We greatly benefited from the help of the perf mailing list [email protected]. Here is a condensed summary.
I'm writing a tool to parse the perf.data output of perf and was wondering about the source of the timestamps found in perf_sample events? Specifically I mean the u64 time field in the perf_sample struct in util/event.h. I believe it is in nanoseconds from a particular event (system start?), but I can't find any documentation about where the time comes from.
I'm also interested in reading from this time source from a userspace program, is that possible?
Code wise, you'll need to follow perf_clock(). I believe for x86 with a stable TSC you end up in native_sched_clock() in arch/x86/kernel/tsc.c.
As for the corresponding userspace call I believe it is clock_gettime(CLOCK_MONOTONIC, ...).
But later it does not prove to be the case:
Now our main problem is relating the perf timestamps to a public clock API (like posix_gettime, etc.) in order to chronologically merge the perf log with our external event logs. We've so far determined experimentally that even the clock_gettime(CLOCK_MONOTONIC, ...) values are not identical to the perf timestamps at the same places, though they are quite close.
We're working around right now by syncing with a timestamp of a known event, but that leaves us vulnerable to a time drift. If there's no way currently to generate externally meaningful timestamps, could we file a feature request for the sake of the future?
You mean like this: https://lkml.org/lkml/2011/6/7/638?
I'm still waiting for certain changes to core perf before I try again to get it committed. I haven't forgotten; it's just not ready yet.
And using the time-of-day patch against a newer kernel (tried 3.2, 3.4 and 3.6) I do see the offset you mentioned.
Another issue:
Are we missing anything? Is the "--timestamp" option of perf-record related in any way? Any other tips?
That option adds the timestamps to the samples if it were not otherwise added.
Yet another:
Could someone clarify the behaviour of the -p PID flag of perf-record? In our experiments (3.2.0-27 #43-Ubuntu SMP x86_64), it ignores events on threads spawned after perf-record is started. Is this the intended behaviour, and is there any work-around?
Generally, what is the best (vs CPU/IO, distortion of profiling results) way to record only events of a given OS process, with all its threads?

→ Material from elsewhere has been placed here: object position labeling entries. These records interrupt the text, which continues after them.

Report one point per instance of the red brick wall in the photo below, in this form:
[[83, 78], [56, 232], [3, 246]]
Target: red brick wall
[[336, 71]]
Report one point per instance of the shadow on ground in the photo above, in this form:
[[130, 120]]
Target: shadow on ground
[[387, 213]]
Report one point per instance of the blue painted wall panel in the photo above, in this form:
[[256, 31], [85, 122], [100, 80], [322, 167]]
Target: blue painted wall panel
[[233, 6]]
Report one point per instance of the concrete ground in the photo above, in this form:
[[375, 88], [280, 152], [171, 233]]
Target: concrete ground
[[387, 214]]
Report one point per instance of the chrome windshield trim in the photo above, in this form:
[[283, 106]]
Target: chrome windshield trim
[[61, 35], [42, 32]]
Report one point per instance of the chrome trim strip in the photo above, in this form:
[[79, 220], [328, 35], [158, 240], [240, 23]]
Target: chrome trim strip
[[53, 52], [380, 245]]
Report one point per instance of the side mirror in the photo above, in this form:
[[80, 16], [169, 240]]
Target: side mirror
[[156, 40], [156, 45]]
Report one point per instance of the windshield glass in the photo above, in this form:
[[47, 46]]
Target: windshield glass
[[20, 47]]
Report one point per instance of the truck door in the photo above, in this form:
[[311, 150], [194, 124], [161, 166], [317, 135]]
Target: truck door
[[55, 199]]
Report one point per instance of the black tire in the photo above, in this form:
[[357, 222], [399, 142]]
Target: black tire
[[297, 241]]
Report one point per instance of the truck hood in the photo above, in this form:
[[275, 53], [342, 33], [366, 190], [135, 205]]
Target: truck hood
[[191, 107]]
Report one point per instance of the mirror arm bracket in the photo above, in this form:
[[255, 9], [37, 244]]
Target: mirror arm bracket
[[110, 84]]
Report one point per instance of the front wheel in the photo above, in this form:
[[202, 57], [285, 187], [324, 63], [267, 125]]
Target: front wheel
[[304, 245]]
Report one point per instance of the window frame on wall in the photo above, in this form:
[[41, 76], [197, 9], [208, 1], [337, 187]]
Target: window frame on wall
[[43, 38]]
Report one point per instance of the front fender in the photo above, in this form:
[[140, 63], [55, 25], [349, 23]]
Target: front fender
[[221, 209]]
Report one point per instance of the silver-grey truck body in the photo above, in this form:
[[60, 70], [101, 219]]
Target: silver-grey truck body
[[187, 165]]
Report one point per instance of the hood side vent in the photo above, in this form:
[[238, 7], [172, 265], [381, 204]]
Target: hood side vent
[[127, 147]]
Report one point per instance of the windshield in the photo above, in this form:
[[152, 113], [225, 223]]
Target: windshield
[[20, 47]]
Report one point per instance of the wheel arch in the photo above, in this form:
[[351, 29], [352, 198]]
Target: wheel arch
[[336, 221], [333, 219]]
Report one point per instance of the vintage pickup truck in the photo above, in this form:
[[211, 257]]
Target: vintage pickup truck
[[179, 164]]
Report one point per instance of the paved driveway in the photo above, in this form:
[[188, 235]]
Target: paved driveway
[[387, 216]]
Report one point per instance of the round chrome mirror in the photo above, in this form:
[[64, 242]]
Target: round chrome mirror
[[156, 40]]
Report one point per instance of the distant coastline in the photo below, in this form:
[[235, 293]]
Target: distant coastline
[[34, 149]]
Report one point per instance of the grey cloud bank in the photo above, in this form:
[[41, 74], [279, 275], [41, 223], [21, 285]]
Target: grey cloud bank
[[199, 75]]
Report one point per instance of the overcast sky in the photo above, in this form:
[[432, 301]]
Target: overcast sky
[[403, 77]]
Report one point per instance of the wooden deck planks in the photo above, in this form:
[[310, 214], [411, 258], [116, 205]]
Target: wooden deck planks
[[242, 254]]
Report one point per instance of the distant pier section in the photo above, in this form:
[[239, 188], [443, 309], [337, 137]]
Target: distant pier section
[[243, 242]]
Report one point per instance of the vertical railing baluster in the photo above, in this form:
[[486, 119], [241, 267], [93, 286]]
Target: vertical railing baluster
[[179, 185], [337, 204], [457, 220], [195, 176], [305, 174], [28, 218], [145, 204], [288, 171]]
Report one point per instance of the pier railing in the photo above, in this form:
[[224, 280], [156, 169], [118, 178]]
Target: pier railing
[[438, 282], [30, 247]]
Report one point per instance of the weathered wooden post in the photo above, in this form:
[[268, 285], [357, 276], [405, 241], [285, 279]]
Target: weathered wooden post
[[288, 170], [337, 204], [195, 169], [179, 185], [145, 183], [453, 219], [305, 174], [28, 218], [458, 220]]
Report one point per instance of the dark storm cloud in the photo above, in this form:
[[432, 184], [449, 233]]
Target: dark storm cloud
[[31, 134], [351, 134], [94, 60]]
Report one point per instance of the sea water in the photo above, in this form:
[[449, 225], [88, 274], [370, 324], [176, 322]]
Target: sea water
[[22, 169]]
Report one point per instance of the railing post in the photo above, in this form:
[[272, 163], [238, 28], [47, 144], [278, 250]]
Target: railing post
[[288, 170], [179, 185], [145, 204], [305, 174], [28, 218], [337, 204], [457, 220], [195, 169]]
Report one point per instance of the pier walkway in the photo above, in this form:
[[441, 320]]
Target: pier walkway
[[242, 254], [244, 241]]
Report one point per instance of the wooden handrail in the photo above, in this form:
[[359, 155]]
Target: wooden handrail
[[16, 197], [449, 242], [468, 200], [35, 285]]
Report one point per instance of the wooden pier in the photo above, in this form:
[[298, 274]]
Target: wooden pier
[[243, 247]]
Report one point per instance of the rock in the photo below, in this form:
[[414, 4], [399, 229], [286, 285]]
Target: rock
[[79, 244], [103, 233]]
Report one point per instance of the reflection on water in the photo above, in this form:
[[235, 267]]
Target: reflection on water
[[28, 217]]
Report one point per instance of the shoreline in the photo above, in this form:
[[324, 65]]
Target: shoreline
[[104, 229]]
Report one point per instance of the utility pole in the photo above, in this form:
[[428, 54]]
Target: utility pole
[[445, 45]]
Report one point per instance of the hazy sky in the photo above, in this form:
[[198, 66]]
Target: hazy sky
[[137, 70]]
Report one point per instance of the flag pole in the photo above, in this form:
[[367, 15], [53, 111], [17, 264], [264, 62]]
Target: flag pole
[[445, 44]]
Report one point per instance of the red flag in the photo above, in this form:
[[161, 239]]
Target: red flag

The version of perf-record that we use already contains the separate -p PID and -t TID options, so the initial PID patch is already in. It's just that the -p PID option ignores all threads spawned after the process is started, AFAICT.
AFAIK perf events aren't inherited when -p, -t or -u option is used due to a performance reason. But if you start the process on the command line with perf record, it'll be inherited and counted properly.
I guess your problem might be solved by using a cgroup:
mkdir ${cgroup_root}/mygroup echo NNNN > ${cgroup_root}/mygroup/tasks perf record -a -e cycles -G mygroup
Another answer:
I see the problem now. The perf tool gets FORK events as threads are created, but it does not respond to them and create new counters. Some refactoring is needed to make that happen.